My GF and I broke up after a year of me trying to be a family with her and her 2 y.o. There's just no information on how to do whats best for the child after a break up. My GF's daughter doesn't have a father (she was born using a donor) and she considers me a parent of some sort and calls me daddy. I don't do anything I consider parental but I did help out a lot and she definitely attached to me while we were living together for that year. I'm just very concerned for her emotional health and don't want her growing up thinking I adandoned her or anything. I don't know if I should insist on a clean break up where we don't have contact or if I have a responsibility to my ex's daughter. Does anyone out there have any insight or advice for me?
Thanks!

TASHA1983's picture

^^^EXACTLY^^^

It is very noble of you to want to be there for this child BUT she is not your responsibility or burden to bare. But as mentioned above, think about the potential and likely mess this will cause for you and any future relationship you hope to forge with someone else if she (your new gf/wife) has to deal with baby momma and kid drama.

It is one thing to have to deal with a man's bio-kids, the new woman has to suck it up or move on but to have to deal with a woman and a kid that ISNT your man's kid??? I would run for the f'n hills if I ever had to deal with a kid that wasnt my man's kid and he still let the mother and kid run his life and take time away from us and our relationship!

FUCK THAT!!!

RedWingsFan's picture

Agree with all of the posters above. Just move on. She is too young to know any different and when her mom starts a new relationship with another man, that person will become her new "daddy"...sad, but true.

Ashleystepmom's picture

It is very sweet that you care. But I do agree with all the other ladies that you need to move on. Staying out of pity can only add more confusion and possibly cause anger to the kid. It is not healthy in the long run.
What you can do is to empower your ex girlfriend with knowledge. Send her some books regarding how to raise resilient kid, or booking some counseling sessions for her. That is all you can do at this point.

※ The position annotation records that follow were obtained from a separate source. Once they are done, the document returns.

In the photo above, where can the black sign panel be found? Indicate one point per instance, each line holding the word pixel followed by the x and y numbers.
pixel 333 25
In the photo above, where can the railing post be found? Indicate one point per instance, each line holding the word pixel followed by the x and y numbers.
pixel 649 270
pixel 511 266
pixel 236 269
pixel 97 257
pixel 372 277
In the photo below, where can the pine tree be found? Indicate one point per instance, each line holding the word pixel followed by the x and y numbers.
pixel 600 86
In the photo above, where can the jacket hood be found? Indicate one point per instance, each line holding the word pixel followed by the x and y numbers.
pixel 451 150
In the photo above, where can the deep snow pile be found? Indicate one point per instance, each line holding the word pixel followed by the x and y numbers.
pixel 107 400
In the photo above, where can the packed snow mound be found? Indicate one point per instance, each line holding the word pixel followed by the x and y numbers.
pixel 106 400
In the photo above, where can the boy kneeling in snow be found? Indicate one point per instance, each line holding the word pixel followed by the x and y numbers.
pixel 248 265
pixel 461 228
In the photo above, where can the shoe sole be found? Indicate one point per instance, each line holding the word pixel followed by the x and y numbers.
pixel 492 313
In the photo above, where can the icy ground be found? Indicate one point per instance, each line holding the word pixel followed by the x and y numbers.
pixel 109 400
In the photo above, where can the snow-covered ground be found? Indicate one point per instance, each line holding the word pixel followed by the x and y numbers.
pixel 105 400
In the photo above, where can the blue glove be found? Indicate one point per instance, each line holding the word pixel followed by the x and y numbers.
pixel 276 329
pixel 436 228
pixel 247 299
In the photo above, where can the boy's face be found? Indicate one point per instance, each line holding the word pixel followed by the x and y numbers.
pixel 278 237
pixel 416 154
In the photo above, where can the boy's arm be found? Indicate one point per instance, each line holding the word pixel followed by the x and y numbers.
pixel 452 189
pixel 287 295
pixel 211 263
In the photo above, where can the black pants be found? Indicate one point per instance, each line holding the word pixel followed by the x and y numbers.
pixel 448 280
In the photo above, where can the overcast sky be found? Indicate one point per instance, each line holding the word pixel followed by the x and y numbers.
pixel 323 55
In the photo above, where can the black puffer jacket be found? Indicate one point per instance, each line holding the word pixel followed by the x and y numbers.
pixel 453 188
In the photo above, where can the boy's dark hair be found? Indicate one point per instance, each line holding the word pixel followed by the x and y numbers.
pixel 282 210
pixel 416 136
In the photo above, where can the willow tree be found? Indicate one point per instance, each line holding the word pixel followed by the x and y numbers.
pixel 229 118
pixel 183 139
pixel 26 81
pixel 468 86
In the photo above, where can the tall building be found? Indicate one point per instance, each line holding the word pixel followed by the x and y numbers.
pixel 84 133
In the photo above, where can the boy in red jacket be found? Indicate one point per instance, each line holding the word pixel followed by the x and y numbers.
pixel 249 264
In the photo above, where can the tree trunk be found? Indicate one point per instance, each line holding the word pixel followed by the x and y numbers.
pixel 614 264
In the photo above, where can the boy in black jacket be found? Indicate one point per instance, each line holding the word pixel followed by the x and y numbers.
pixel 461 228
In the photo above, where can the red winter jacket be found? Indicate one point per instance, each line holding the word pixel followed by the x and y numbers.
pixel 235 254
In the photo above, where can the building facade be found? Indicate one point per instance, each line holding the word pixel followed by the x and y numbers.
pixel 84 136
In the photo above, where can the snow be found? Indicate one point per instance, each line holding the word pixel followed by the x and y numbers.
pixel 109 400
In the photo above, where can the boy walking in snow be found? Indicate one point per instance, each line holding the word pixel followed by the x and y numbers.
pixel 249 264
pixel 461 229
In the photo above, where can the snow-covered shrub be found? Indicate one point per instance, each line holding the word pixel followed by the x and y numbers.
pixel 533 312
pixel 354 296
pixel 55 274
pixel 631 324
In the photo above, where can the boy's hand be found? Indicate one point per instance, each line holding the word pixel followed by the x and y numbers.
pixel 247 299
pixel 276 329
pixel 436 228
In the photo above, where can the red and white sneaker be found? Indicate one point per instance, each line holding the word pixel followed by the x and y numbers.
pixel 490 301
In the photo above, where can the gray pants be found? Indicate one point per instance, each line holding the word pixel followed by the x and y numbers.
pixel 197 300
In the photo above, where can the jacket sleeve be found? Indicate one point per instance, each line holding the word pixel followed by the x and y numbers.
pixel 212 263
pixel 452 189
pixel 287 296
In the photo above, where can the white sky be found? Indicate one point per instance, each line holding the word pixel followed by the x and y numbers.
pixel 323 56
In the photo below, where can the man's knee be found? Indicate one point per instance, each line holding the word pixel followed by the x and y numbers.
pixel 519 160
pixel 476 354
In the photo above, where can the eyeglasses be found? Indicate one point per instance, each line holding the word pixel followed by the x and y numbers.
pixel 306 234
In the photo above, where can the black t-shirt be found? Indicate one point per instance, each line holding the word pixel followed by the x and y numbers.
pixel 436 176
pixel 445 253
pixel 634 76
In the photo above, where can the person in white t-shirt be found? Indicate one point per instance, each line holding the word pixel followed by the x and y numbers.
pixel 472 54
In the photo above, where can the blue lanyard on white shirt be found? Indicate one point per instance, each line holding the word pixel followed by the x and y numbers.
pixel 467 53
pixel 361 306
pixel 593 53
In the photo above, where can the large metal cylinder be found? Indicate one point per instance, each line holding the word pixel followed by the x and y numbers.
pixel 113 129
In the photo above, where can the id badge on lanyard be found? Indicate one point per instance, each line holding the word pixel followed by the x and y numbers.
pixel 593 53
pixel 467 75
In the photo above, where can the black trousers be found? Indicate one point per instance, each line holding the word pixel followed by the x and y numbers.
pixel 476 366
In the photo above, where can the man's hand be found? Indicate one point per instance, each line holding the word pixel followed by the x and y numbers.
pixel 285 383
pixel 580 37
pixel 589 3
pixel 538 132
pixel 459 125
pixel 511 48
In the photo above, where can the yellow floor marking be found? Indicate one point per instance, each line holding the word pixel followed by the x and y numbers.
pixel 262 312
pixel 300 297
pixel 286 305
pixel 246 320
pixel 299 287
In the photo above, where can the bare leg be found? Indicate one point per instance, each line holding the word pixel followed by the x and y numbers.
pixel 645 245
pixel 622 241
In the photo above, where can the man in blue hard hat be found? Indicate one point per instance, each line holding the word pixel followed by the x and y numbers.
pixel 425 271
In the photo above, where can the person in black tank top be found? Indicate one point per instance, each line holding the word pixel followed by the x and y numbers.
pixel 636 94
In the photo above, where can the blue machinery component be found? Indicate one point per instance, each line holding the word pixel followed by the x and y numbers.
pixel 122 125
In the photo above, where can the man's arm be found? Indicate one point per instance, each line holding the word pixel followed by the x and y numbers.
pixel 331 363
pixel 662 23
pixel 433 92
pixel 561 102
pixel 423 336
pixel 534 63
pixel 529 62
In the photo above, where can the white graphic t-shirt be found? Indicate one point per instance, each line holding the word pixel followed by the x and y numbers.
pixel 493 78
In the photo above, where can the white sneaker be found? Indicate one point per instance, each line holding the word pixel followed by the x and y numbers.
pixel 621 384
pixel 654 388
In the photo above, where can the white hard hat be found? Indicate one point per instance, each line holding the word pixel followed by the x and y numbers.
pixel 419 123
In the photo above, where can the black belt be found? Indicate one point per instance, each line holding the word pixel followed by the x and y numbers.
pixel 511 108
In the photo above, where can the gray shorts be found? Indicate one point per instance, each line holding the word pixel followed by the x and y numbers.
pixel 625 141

Resilient kids usually become resilient adults, able to roll with the punches of being human in an imperfect and unfair world. The quality of resilience -- long studied yet not well understood -- is nonetheless recognized as critical not only to the individual's adaptation to life's challenges, but to society's collective survival. It is those individuals who can persevere through their own adversity, be strengthened by it, and actually catalyze others to do the same. In the best of cases, these children grow up to become those agents of change who give back to the world more than they take, making it a better place for all of us.

Pilgrim Soul's picture

I like Ashley's ideas! A lot!!! I also like it that the OP is thinking about the child.
So sad that there is really no easy way for him to stick around... if the girl was older, may be he could be some kind of mentor... an uncle figure.

forever2's picture

Agree, move on for everone's sake....but really if you read around on this site a bit, you will see that this isn't the right site for you. Probably better advice elsewhere.

monmon's picture

Thanks everyone. lots to think about but I hear the underlying message and I appreciate you all taking the time to respond.